Xavier Allard
Arctique
21 janvier
28 janvier 2018
À bord du Polaris du 21 au 28 janvier 2018
Xavier Allard
Arctique
Aujourd’hui est un jour très spécial à Tromsø, le jour où le soleil perce à nouveau l’horizon de paysages plongés dans la nuit polaire depuis un mois et demi, et celui où nous rencontrons nos compagnons de voyage pour une semaine dans les fjords de la région.
Comme l’arrivée des passagers s’échelonne durant la soirée, nous partons successivement à pieds en petits groupes vers les hauteurs de Tromsøya, à travers le centre-ville en passant par la place de la cathédrale jusqu’au bord du lac gelé Prestvannet (tout proche d’un observatoire astronomique, ce n’est pas un hasard) afin d’échapper aux éclairages urbains qui contraignent nos observations d’aurores boréales. Même si plusieurs d’entre nous auraient préféré se reposer d’un long voyage depuis la France ou la Suisse, aucun ne regrette d’avoir fait l’effort d’affronter le froid car la magie des aurores vertes et pourpres ondoyantes est bien au rendez-vous ce soir.
La météo risquant de se dégrader durant la semaine, nous quittons le port de Tromsø dès ce matin 6h à la recherche de mammifères marins.
Durant les premiers miles de la journée, le jour se lève ainsi doucement sur Sommarøy, un archipel bordé de plages sableuses qui donnent aux eaux environnantes des teintes turquoises. Nous poursuivons ensuite une belle navigation entre les reliefs de Tussøya et Sessøya, dans l’Ersfjord, jusque dans une baie à l’est de Kaldfjord, mais sans apercevoir le moindre souffle ou aileron. Dès 14h30, la nuit s’apprêtant à tomber, nous décidons de débarquer en zodiacs à Bellvika pour nous dégourdir les jambes, prendre un peu de hauteur sur les fjords et profiter de la lumière évanescente.
Au retour de cette balade crépusculaire, Xavier propose la première conférence de la semaine dédiée à la Norvège, son histoire géologique, ses paysages, sa population et plus encore. Nous prenons ensuite, entre deux observations d’aurores boréales, un apéritif de bienvenue avec nos guides et l’équipage au complet. Entre constellations, croissant de lune et aurores, les férus d’astronomie sont aux au 7e ciel.
Deuxième journée de navigation, pour trouver orques et baleines à bosses qui se nourrissent ici sur les grands bancs de harengs, nous faisons le pari de rejoindre les bateaux de pêche un peu au large des côtes de Kvaløya (« l’île aux baleines »).
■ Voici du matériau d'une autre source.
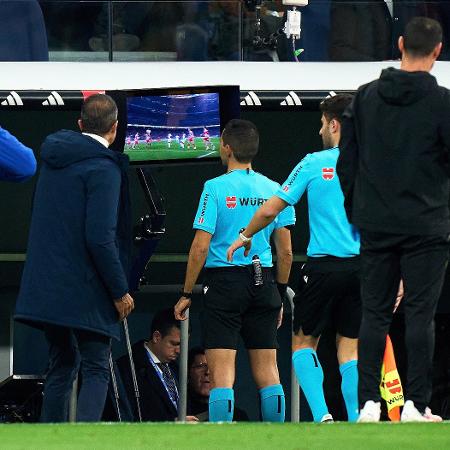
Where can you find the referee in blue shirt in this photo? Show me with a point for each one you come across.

Nous observons des nuées d’oiseaux collés aux navires, mais aucun orque n’est parmi eux.
Un peu avant midi, les sommets du continent, inondés de lumières chaudes, laissent penser que nous pourrons bientôt apercevoir le soleil. Tout le monde est sur le pont, aux aguets. Et soudain, il perce l’horizon pour notre plus grand plaisir ! La veille se poursuit jusqu’aux dernières lueurs du jour à travers Grøtøysundet, Bårdsetsundet, Helgøysundet et Vannsudet, mais nous restons bredouille. Le Polaris fait alors escale près de Kalsøya, où nous marchons jusqu’à atteindre un point de vue sur les Alpes de Lyngen. Nous évoluons à la lumière de nos lampes frontales et d’une lune bienveillante.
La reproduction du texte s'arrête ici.